『A1出口』を出て東に二十メートルも歩くと、そこには瀟洒な街角がある。「波多野書店」(2011/06/02参照)とビルの一階を分け合う、洋書古書のお店がそこにある。振り仰ぐビルの六階角に店名看板があり、一階には洋風の看板がぶら下がると共に、軒にも風雪を経た店名看板が掲げられている。“BOOKS”と“小”の文字をあしらったロゴマークが可愛らしい。角はコンパクトなショウウィンドウになっており、プレミア文学洋書が美しく飾られているが、何やら国際的な英文の「小川図書」の鑑札も輝いている。出入口の左右にワゴンがあり、その足元や歩道には本の詰まった小ダンボールが広がりを見せている。しかしそこに並ぶのは、ペーパーバックや学術書や辞典の洋書…一部に日本語の本もあるにはあるが、専門的な言語学や英語のガイドブックや辞書…それに何故か新渡戸稲造本…。三冊だけ唐突にあった古い「スクリーン」を頼りにして、小さな店内に突入する。すると目の前に立ちはだかるのは物質感たっぷりの横積み事典の壁。通路は左右に分かれ、壁棚は当然洋書で埋め尽くされている。右壁は言語学・言語哲学・旅行ガイド・辞書・書物の本・聖書類と、奥の音無美紀子風女性のいる帳場まで続く。左壁はアルファベット順英米文学・カリカチュア・挿絵本・都市などが、ドッサリドッシリ重厚に腰を落ち着けている。この辺の光景は洋古書屋さんではいつものことだが、このお店は一歩中に入ると目を瞠ることとなる!真ん中には背の高いラックと低いラックが連なり、そこには50〜70年代の洋雑誌が美しく揃っていた!右はファッション系で「VOGUE」「ELLE」「BAZAR」など、左はカルチャー系で「ESQUIRE」「PARIS MATCH」「HOUSE&GARDEN」映画雑誌など。奥のラックには「LIFE」と「FORTUNE」が年代順に蒐集されている。言語学と文学の洋書だけかと思ったら、古色優しく洋雑誌が微笑んでいてくれたお店である。値段は私の知識では判断出来ず。近代映画社「スクリーン 1956/3」を購入する。お店を出て早足にお茶の水駅を目指していると、信号待ちの間に「三茶書房」(2010/10/26参照)の右端100均ワゴンに吸い寄せられ、一瞬のうちに春陽堂文庫「かんかん蟲は唄ふ/吉川英治」を掴み出す。神保町でこのような古い文庫を100均で手に出来るのは、何物にも代え難い喜びを呼び起こす!

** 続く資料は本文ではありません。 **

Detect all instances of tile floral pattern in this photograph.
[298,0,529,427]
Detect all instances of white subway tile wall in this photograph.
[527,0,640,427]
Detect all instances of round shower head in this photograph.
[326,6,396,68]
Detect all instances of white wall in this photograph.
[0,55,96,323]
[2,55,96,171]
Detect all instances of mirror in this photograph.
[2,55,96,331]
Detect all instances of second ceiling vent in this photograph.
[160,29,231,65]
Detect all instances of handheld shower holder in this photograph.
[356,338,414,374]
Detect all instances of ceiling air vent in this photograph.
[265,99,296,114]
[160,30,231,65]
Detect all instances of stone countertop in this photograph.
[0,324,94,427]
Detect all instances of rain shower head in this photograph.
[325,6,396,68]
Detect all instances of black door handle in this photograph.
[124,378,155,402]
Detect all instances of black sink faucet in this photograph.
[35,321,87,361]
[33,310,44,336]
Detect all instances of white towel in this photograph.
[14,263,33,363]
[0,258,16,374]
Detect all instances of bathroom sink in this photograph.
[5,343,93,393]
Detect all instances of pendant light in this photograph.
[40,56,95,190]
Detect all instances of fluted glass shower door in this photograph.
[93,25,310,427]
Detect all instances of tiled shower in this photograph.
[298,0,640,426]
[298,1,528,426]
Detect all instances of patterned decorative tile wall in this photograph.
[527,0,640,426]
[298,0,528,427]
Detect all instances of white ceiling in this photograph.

この後は気ままに北東へ向かい、今年初めての「プラハ書房」(2010/12/22参照)を訪問。何度も何度も口を酸っぱくして言おう。やはりこのお店は良い!講談社版世界名作全集「黄金虫/原作・ポー 江戸川乱歩」(函に補修あり)春陽堂少年少女文庫「黄金虫・黒ねこ/ポー」労働文化社「新十郎捕物帳/城昌幸)」(背セロテープ補修)鷺ノ宮書房「人形佐七捕物文庫/横溝正史」を計2000円で購入。

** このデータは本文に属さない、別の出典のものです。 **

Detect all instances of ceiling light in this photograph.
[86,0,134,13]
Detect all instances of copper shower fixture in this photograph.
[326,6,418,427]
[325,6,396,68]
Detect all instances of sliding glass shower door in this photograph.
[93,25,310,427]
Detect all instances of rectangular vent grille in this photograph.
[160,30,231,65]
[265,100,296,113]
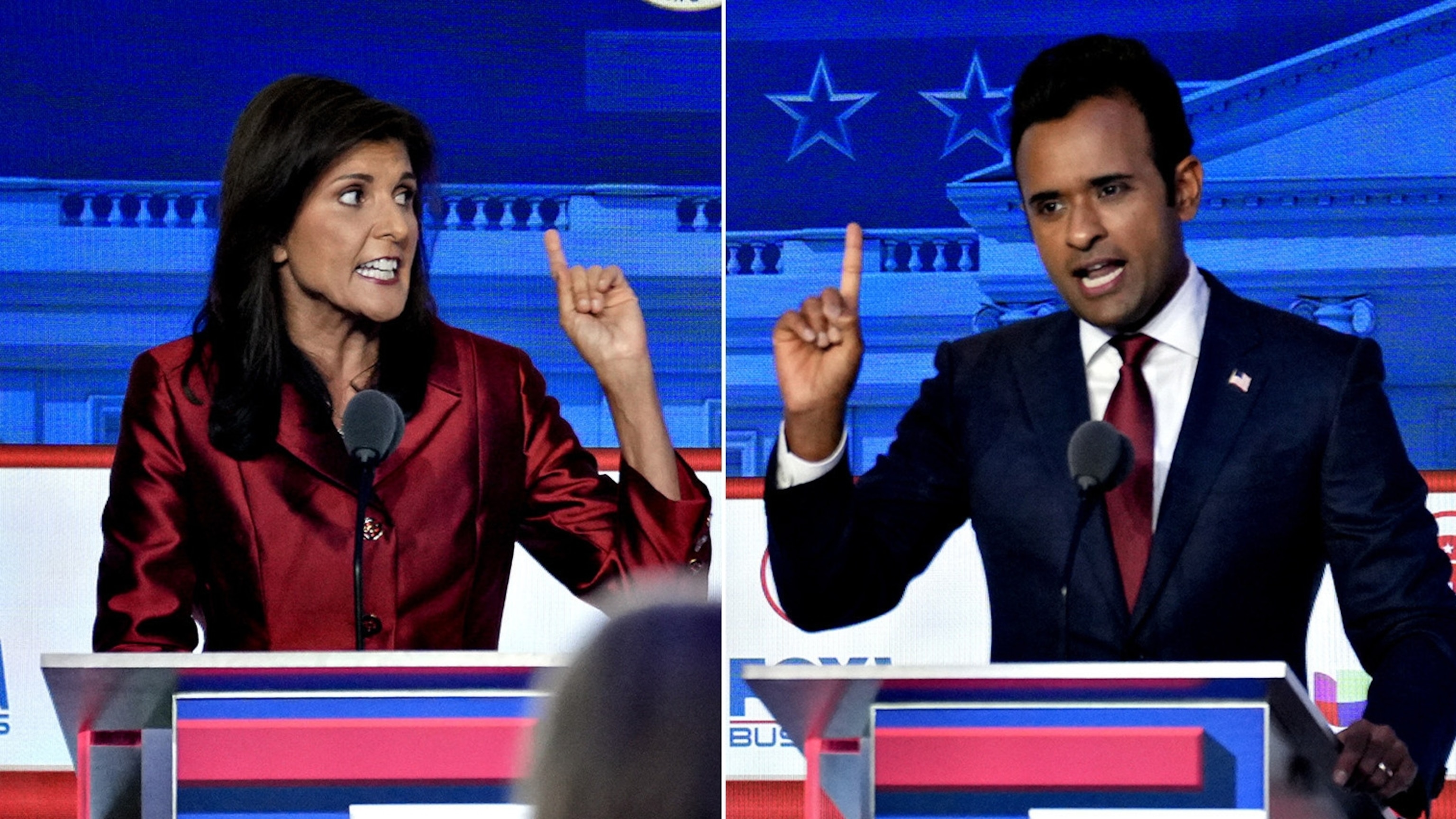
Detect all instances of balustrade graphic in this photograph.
[44,179,722,233]
[724,228,982,275]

さらにこの後町屋へ向かい、「丹青通商」(2012/08/22参照)にも突入し、春陽堂少年文庫「古事記/鈴木三重吉」双葉ポケット文庫「怪奇探偵小説集1/鮎川哲也編」を計1100円で購入しつつ、店主に名乗りを上げてご挨拶。実は去年年末に単行本を出した時に、わざわざ掲載のお礼のメールをいただいていたのである。その懐の深さに感謝しつつ、“古書と電子部品”の異例な店舗形態について様々に尋ねてしまう。荒川区で、思わぬ楽しいひと時。